Cronaca

3333 euro di multa a 19 anni per aver fatto pipì dietro un bidone: "Non so come pagarla, se non ci sono bagni come si fa?"

"E' giusto ricevere una punizione, ma da dove dovrebbe tirarli fuori un 19enne 3000 euro? Dev'essere data la possibilità di avere un'alternativa, servono più bagni pubblici in centro se non vogliamo più che queste cose succedano"

Da sinistra: Manuel Valentini e Lorenzo Amadori durante l'attività di pulizia della strada

Una multa che non lo fa più dormire la notte per la preoccupazione di fare ricadere il gravoso pagamento sulla madre, che ha da poco perso il lavoro.
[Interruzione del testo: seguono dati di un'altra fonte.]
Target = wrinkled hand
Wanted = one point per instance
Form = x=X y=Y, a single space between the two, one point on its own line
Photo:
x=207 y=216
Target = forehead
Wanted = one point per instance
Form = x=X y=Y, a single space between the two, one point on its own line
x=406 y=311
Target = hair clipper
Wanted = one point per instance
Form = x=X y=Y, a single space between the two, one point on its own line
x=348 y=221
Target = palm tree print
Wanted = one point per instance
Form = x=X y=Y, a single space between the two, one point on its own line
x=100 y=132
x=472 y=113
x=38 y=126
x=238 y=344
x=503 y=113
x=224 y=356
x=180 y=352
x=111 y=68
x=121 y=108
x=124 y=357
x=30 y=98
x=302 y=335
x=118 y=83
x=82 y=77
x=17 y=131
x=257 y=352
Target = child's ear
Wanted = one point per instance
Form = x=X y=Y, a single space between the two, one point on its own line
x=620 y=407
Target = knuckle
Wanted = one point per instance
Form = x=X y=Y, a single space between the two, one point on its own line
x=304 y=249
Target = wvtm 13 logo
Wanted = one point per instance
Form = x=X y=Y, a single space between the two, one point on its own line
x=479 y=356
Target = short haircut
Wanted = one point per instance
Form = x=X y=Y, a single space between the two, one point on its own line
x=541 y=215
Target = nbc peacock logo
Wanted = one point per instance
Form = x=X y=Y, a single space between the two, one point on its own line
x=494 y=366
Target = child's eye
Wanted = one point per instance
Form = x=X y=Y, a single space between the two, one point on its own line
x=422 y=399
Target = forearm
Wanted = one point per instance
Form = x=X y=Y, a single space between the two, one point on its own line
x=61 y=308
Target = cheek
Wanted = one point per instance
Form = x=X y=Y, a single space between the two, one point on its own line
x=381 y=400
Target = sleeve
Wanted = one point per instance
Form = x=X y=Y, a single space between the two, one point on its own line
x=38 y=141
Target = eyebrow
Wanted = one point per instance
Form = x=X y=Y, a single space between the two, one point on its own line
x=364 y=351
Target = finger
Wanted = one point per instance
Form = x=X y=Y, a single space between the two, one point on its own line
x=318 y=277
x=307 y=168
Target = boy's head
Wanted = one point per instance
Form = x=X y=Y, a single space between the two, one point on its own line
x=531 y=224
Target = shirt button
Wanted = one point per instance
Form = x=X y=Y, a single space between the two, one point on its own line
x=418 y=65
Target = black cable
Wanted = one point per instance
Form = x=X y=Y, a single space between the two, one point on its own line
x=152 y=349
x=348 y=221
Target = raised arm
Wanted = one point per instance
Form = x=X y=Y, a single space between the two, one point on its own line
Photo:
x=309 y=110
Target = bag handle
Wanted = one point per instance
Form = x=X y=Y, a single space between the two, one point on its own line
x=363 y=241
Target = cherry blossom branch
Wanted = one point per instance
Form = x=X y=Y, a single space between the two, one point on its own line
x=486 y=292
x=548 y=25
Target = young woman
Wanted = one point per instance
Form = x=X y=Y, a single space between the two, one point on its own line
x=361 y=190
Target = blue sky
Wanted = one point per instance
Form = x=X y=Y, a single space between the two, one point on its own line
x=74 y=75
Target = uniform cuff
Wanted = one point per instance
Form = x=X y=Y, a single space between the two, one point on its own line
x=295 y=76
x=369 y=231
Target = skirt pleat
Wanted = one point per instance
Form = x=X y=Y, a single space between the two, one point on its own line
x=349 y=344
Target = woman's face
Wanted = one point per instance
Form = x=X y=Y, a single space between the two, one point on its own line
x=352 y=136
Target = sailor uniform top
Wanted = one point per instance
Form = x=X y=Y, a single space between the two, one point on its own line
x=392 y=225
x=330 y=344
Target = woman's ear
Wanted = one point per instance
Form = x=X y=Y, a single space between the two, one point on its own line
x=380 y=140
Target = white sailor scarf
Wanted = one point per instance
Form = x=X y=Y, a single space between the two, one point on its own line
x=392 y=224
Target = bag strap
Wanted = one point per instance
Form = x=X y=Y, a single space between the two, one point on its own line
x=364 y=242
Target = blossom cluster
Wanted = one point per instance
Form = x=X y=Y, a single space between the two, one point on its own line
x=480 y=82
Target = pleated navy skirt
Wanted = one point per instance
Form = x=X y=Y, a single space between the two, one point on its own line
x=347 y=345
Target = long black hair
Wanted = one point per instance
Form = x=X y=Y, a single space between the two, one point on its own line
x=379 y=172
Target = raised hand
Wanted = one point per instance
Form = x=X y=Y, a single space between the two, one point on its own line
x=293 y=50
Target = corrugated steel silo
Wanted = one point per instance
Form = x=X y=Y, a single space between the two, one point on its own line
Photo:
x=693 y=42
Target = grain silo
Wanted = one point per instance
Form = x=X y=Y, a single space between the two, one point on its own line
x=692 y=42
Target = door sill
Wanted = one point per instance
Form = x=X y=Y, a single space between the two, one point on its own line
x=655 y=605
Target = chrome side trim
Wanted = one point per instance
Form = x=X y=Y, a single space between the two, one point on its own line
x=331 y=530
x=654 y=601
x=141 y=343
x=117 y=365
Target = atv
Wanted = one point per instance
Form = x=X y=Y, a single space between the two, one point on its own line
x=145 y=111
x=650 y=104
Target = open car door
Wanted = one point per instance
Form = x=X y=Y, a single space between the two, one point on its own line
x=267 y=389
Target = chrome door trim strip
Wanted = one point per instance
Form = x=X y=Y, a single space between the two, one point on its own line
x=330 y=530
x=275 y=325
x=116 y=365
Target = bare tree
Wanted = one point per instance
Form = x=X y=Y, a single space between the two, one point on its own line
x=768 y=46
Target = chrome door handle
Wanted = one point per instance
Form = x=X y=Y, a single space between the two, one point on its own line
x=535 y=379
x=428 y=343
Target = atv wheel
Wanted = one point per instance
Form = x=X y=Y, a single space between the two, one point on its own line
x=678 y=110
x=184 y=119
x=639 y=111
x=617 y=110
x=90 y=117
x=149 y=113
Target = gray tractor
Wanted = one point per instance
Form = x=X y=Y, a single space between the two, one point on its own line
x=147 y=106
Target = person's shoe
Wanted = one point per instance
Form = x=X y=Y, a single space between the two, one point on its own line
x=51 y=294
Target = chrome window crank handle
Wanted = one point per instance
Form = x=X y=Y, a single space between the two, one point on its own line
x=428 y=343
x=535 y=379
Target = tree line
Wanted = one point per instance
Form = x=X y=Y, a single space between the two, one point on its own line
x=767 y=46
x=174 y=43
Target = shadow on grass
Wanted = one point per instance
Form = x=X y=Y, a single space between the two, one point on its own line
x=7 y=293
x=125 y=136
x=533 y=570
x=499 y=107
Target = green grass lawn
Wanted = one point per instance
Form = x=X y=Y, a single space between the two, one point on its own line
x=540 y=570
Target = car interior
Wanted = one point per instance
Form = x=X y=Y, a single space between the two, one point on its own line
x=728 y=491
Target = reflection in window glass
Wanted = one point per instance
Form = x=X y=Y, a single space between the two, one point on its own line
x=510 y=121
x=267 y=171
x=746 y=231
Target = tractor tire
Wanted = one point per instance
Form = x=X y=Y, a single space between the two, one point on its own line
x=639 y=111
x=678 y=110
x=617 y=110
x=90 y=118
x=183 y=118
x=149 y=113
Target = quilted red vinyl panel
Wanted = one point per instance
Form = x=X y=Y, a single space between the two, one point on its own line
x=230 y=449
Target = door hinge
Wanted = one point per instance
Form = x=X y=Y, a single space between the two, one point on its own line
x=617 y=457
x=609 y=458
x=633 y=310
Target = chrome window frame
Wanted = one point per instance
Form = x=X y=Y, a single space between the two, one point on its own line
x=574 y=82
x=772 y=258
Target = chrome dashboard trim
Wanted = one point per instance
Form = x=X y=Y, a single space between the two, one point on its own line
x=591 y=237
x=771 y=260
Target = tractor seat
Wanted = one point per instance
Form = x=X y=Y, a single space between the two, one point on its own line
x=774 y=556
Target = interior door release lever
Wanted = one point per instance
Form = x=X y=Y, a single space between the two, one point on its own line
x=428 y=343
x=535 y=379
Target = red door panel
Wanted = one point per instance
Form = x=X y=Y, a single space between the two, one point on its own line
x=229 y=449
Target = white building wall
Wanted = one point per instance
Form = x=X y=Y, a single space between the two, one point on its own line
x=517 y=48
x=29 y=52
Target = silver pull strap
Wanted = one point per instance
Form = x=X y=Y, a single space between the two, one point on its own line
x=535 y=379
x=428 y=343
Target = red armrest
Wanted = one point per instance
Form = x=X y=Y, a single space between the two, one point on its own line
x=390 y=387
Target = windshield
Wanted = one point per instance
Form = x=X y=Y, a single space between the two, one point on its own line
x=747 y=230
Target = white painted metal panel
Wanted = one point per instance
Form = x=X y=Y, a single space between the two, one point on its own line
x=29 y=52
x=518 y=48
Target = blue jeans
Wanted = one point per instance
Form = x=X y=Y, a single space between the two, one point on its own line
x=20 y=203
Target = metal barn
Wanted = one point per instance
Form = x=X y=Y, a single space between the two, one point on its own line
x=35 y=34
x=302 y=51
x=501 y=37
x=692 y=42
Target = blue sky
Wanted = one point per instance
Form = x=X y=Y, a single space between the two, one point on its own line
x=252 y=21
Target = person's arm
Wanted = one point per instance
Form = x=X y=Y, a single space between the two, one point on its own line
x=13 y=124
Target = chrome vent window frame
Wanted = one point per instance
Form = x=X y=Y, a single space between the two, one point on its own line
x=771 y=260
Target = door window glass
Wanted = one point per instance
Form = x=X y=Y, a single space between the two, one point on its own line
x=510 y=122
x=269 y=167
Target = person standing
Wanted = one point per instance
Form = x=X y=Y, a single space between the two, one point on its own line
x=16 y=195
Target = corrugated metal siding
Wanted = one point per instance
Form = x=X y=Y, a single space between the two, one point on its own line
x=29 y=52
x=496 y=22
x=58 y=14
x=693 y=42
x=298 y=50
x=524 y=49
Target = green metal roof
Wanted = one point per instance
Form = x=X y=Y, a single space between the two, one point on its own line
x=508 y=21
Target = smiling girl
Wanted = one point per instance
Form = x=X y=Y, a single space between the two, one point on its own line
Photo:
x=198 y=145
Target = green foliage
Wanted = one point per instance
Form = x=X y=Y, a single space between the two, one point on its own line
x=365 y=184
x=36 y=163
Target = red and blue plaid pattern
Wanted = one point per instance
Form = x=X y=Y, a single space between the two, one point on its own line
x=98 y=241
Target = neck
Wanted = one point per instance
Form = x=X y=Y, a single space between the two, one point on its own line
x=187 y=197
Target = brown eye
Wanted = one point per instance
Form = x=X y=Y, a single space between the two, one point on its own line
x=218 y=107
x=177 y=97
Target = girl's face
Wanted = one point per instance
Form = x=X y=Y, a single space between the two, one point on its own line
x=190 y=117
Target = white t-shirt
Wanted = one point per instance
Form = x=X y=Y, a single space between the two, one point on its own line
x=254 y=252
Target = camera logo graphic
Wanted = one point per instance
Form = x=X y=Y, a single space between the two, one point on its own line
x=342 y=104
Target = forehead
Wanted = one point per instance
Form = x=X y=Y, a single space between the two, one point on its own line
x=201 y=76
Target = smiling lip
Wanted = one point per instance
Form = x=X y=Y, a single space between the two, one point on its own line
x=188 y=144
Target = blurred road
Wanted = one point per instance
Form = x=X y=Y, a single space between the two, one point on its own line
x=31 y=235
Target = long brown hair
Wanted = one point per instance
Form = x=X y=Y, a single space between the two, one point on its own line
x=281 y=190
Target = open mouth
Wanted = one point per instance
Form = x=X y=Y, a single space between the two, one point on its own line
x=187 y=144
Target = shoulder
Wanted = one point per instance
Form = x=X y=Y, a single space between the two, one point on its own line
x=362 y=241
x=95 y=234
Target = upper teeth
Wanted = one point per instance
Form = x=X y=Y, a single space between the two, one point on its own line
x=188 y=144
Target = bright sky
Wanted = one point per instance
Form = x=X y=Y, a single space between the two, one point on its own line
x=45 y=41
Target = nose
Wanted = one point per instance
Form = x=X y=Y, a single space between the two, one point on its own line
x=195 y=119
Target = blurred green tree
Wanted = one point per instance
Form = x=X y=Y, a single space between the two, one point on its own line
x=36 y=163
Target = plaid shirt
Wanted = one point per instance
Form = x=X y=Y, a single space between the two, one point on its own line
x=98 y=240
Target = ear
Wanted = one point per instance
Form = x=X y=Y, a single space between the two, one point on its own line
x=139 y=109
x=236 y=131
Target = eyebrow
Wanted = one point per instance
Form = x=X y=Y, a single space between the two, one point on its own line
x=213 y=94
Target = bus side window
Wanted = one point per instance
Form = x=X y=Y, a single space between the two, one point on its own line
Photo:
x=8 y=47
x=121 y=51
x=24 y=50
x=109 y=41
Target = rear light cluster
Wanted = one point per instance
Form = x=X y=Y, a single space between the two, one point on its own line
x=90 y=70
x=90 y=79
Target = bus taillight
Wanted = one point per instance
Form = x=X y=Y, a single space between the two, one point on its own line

Quella di Manuel Valentini, 19enne ravennate, è una storia particolare: una sera di fine maggio il giovane studente stava rientrando da una giornata di stage in un negozio di via di Roma, in pieno centro città. Aveva fatto un po' tardi a lavoro ed era stato raggiunto dall'amico Lorenzo, anche lui 19enne, con il quale si era incamminato verso la sua casa di via Sant'Alberto.

"A un certo punto - racconta Roberta, la madre del ragazzo - Manuel non ce l'ha più fatta: si è fermato insieme all'amico dietro a un bidone e ha fatto pipì. In quel momento passava la Polizia locale, che ha fermato i due amici e ha multato entrambi per atti osceni in luogo pubblico". Una sanzione non da poco: i due giovani si sono visti stilare un verbale da 3333 euro. "E' giusto punirli, hanno sbagliato e devono pagare - ammette Roberta - ma 3333 euro non è una cifra sostenibile, nè per mio figlio che a soli 19 anni quei soldi non può averli, nè per me che per colpa del Covid ho perso il lavoro. Così si puniscono solo le famiglie già in difficoltà, che stanno uscendo adesso dalla situazione portata dal lockdown. La multa dev'essere proporzionata, 3000 euro per una pipì fatta dietro a un bidone - quando l'alternativa di un bagno pubblico non c'è - non lo è. La sanzione si può anche pagare a rate in tre mesi, quindi circa 1100 euro al mese: praticamente uno stipendio, e io non ne ho più uno. Ho anche dovuto assumere un avvocato per cercare di fare ricorso, ma non so come lo pagherò. Così ci rovinano la vita a me e a mio figlio, lui dopo quello che è successo non è uscito per due settimane perchè era troppo giù di morale".

"E' giusto per me e Lorenzo ricevere una punizione per quello che abbiamo fatto, ma se avessero voluto davvero rieducarci potevano farci fare dei lavori socialmente utili, a me sarebbe andato bene - dice Manuel - Io quei soldi non li ho, è assurdo: da dove dovrebbe tirarli fuori un 19enne 3000 euro? Sento che questo potrebbe davvero rovinarmi, è un debito enorme che ho con lo Stato. Mia mamma sta peggio di me, e io non voglio assolutamente che tutto questo ricada su di lei economicamente. Dev'essere data la possibilità di avere un'alternativa, servono più bagni pubblici in centro se non vogliamo più che queste cose succedano".

Manuel e Lorenzo, oltre ad ammettere lo sbaglio, tengono a sottolineare il loro impegno per la città e il loro senso civico: "Quest'inverno, insieme a un terzo amico, abbiamo lanciato un'iniziativa comprando di tasca nostra bidoni e sacchi per l'immondizia e abbiamo ripulito la nostra strada, via Sant'Alberto, dai rifiuti abbandonati dai passanti. Il tutto con l'intento di sensibilizzare le persone sull'argomento".